Kentucky residents who are in the market for a new car have a dizzying array of options to choose from, including elaborate information and entertainment systems. Some of these systems can handle phone calls and text messaging, play music or DVDs and provide motorists with turn-by-turn driving directions, but they can also cause dangerous cognitive and visual distractions and greatly increase the likelihood of an accident according to a study.
The University of Utah conducted the study on behalf of the AAA Foundation for Traffic Safety, and it involved recording how long individuals took to complete a variety of tasks on the entertainment and information systems of 30 new cars, crossovers and SUVs. These individuals used voice commands and touch screen inputs to compose and send text messages, enter destination addresses, make phone calls and change radio stations, and the researchers found that some of these tasks caused distractions of up to 40 seconds.

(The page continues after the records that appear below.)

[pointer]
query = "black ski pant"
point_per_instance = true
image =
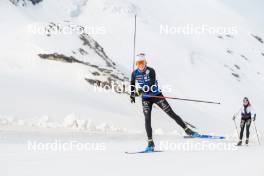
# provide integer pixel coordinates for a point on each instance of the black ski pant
(164, 105)
(244, 123)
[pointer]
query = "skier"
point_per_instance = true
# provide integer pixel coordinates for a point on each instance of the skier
(247, 114)
(146, 78)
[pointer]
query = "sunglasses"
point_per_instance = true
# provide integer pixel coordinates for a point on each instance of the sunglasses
(142, 62)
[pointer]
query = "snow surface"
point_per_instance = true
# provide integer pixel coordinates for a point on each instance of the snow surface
(43, 100)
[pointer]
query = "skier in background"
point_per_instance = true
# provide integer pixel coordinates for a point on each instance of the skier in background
(247, 115)
(146, 78)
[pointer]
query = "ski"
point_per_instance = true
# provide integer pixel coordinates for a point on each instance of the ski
(138, 152)
(204, 136)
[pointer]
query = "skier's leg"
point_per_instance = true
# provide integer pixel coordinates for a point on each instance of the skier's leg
(164, 105)
(242, 126)
(147, 107)
(248, 123)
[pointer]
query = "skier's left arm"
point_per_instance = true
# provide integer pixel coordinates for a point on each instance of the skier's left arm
(253, 113)
(152, 76)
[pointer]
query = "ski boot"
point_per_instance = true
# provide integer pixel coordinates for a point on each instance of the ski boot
(239, 143)
(246, 141)
(151, 146)
(189, 132)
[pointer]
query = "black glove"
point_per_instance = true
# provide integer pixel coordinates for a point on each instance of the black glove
(138, 92)
(132, 99)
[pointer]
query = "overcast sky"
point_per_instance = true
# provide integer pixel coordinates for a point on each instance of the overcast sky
(251, 9)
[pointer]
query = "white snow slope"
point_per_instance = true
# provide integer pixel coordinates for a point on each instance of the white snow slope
(46, 100)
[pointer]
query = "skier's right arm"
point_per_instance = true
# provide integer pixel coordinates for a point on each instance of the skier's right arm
(236, 114)
(132, 88)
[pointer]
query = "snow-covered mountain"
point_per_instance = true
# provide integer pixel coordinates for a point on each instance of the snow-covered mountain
(47, 61)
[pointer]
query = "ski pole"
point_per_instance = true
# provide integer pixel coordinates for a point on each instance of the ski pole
(135, 36)
(256, 131)
(182, 99)
(236, 128)
(187, 123)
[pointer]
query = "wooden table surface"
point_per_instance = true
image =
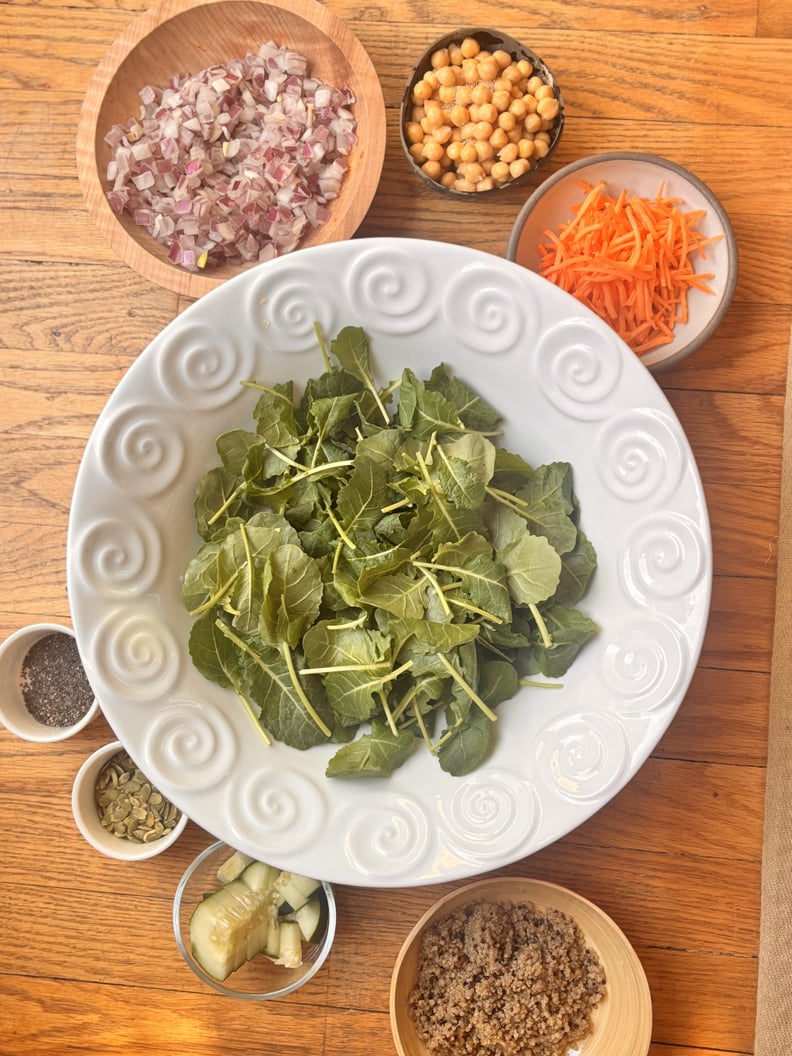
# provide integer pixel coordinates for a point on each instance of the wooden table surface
(88, 962)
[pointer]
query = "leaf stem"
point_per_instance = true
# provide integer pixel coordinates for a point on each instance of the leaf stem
(286, 654)
(546, 639)
(468, 689)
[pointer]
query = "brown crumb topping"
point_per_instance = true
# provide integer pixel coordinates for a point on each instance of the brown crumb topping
(504, 979)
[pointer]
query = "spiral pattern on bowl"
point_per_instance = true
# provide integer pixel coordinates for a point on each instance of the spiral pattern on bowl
(202, 369)
(583, 757)
(664, 559)
(119, 558)
(642, 665)
(490, 813)
(387, 836)
(640, 456)
(488, 312)
(135, 655)
(285, 304)
(142, 452)
(283, 810)
(578, 366)
(192, 745)
(394, 286)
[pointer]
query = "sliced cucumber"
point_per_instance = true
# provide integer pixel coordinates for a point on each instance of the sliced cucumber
(232, 867)
(294, 889)
(228, 927)
(260, 878)
(290, 951)
(308, 917)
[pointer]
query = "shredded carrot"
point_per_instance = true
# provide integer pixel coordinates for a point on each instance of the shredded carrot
(630, 260)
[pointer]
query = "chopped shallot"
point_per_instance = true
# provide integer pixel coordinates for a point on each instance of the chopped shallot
(236, 163)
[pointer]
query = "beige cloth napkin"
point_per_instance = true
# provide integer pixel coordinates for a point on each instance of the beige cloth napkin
(774, 993)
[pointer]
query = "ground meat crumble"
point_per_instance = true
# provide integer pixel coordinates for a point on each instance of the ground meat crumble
(504, 979)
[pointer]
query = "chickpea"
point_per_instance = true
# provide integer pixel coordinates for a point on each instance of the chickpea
(432, 150)
(488, 69)
(473, 172)
(432, 169)
(498, 138)
(485, 150)
(482, 94)
(548, 108)
(422, 91)
(470, 72)
(413, 132)
(519, 168)
(459, 115)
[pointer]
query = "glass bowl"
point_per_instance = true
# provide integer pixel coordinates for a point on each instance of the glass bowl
(260, 978)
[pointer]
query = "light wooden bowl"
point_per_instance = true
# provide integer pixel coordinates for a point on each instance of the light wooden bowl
(181, 36)
(621, 1022)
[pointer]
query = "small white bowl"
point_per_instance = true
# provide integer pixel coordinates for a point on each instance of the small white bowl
(641, 174)
(89, 823)
(14, 713)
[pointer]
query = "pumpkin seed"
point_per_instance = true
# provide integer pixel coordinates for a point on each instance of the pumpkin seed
(129, 806)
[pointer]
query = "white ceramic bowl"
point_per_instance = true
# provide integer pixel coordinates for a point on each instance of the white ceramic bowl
(14, 713)
(87, 815)
(641, 174)
(259, 979)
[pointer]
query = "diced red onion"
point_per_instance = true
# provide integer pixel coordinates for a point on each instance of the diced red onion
(234, 163)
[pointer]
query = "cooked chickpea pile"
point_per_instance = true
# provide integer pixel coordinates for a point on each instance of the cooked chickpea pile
(479, 118)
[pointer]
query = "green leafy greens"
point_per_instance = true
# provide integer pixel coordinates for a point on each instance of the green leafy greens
(381, 578)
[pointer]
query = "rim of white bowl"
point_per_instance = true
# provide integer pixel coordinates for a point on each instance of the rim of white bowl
(87, 817)
(14, 715)
(657, 159)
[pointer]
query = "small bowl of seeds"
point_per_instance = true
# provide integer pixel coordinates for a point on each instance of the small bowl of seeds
(45, 696)
(119, 811)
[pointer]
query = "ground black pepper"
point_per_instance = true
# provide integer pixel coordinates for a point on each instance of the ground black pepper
(55, 689)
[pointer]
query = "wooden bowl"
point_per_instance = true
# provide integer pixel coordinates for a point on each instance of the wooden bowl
(621, 1022)
(182, 36)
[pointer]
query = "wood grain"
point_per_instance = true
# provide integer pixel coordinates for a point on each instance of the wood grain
(88, 964)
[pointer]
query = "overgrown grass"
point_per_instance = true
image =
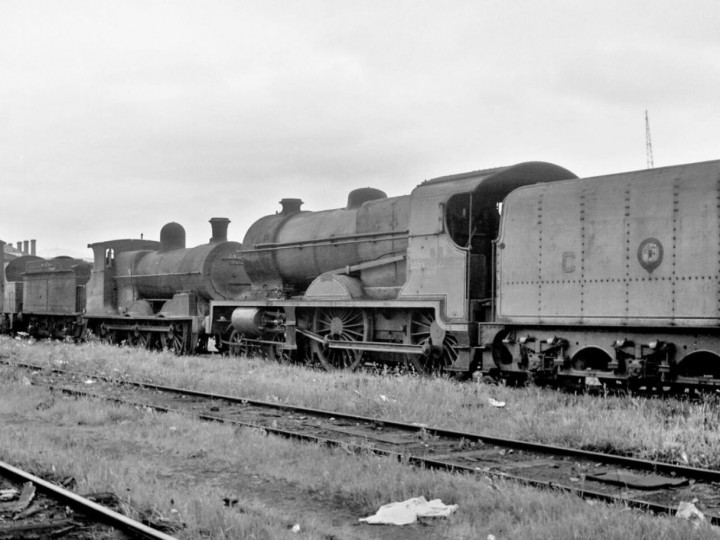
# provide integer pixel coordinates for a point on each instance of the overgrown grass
(173, 467)
(670, 430)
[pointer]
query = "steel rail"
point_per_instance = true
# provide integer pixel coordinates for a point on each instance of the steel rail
(86, 506)
(420, 461)
(708, 475)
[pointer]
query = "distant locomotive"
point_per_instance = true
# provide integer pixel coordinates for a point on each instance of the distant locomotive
(45, 297)
(157, 294)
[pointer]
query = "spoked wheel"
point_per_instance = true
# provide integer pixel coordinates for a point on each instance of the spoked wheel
(139, 339)
(175, 339)
(237, 346)
(439, 345)
(339, 324)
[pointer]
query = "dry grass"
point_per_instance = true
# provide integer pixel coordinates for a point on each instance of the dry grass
(670, 430)
(170, 466)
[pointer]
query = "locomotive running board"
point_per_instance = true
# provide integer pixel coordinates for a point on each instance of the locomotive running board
(376, 346)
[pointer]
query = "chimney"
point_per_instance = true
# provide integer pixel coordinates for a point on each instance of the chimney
(219, 229)
(290, 206)
(2, 270)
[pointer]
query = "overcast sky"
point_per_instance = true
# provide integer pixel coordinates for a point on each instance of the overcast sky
(117, 117)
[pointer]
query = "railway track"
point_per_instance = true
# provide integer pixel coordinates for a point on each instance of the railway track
(653, 486)
(32, 507)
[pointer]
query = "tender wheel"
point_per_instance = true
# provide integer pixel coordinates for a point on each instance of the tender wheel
(175, 339)
(439, 345)
(107, 337)
(339, 324)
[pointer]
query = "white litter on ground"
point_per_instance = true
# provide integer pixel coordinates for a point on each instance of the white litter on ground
(407, 512)
(687, 510)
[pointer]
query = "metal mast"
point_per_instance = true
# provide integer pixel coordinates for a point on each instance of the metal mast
(648, 142)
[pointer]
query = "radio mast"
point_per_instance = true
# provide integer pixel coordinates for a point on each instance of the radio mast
(648, 142)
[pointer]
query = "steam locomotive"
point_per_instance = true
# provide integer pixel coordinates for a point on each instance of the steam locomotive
(523, 272)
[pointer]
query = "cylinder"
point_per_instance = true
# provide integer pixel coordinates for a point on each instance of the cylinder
(248, 321)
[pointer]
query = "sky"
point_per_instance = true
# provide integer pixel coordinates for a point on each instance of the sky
(119, 116)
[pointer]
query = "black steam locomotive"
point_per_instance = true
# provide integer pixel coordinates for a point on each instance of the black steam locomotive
(523, 272)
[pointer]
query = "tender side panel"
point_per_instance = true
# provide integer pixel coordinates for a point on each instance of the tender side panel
(635, 248)
(599, 260)
(50, 293)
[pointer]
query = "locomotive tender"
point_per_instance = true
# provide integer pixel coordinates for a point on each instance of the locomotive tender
(520, 272)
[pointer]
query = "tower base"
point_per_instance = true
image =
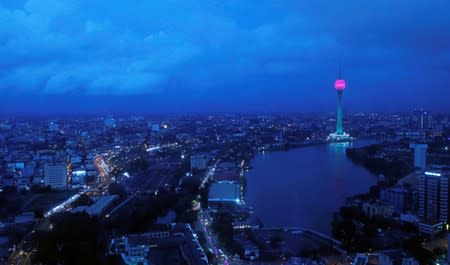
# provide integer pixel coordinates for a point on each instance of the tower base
(339, 137)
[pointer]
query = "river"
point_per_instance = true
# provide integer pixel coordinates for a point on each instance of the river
(303, 187)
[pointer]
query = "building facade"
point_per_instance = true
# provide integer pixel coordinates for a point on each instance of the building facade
(55, 176)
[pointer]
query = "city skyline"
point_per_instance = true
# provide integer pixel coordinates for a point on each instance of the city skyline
(93, 56)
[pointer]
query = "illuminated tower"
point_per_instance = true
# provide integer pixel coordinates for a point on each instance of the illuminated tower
(340, 86)
(339, 135)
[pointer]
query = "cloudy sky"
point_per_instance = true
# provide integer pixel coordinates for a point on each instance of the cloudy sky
(216, 55)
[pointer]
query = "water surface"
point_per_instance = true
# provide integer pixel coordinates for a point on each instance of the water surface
(303, 187)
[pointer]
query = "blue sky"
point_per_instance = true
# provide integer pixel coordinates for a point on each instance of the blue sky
(195, 55)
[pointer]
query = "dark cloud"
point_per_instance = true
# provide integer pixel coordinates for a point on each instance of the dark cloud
(220, 49)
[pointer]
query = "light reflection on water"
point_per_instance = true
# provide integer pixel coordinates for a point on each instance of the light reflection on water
(302, 187)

Previous studies have concluded that the risk of being in a car accident doubles when drivers allow their eyes to wander away from the road in front of them for as little as two seconds, and the researchers behind this study say that auto manufacturers should concentrate their energies on safety and not features that could make their vehicles more dangerous. However, consumers tend to vote with their feet on such issues, and sales figures suggest that vehicles equipped with the latest technology are more likely to be able to carve out a niche for themselves in an increasingly crowded and competitive market.
Distracted drivers sometimes drift into the path of oncoming vehicles and lose their lives in catastrophic head-on collisions, and those who survive the accidents they cause may face years behind bars for their negligent behavior. Reckless individuals who have been killed or incarcerated are unable to make restitution to their victims, but experienced personal injury attorneys could initiate litigation against their auto insurance providers or estates on behalf of those who have been harmed.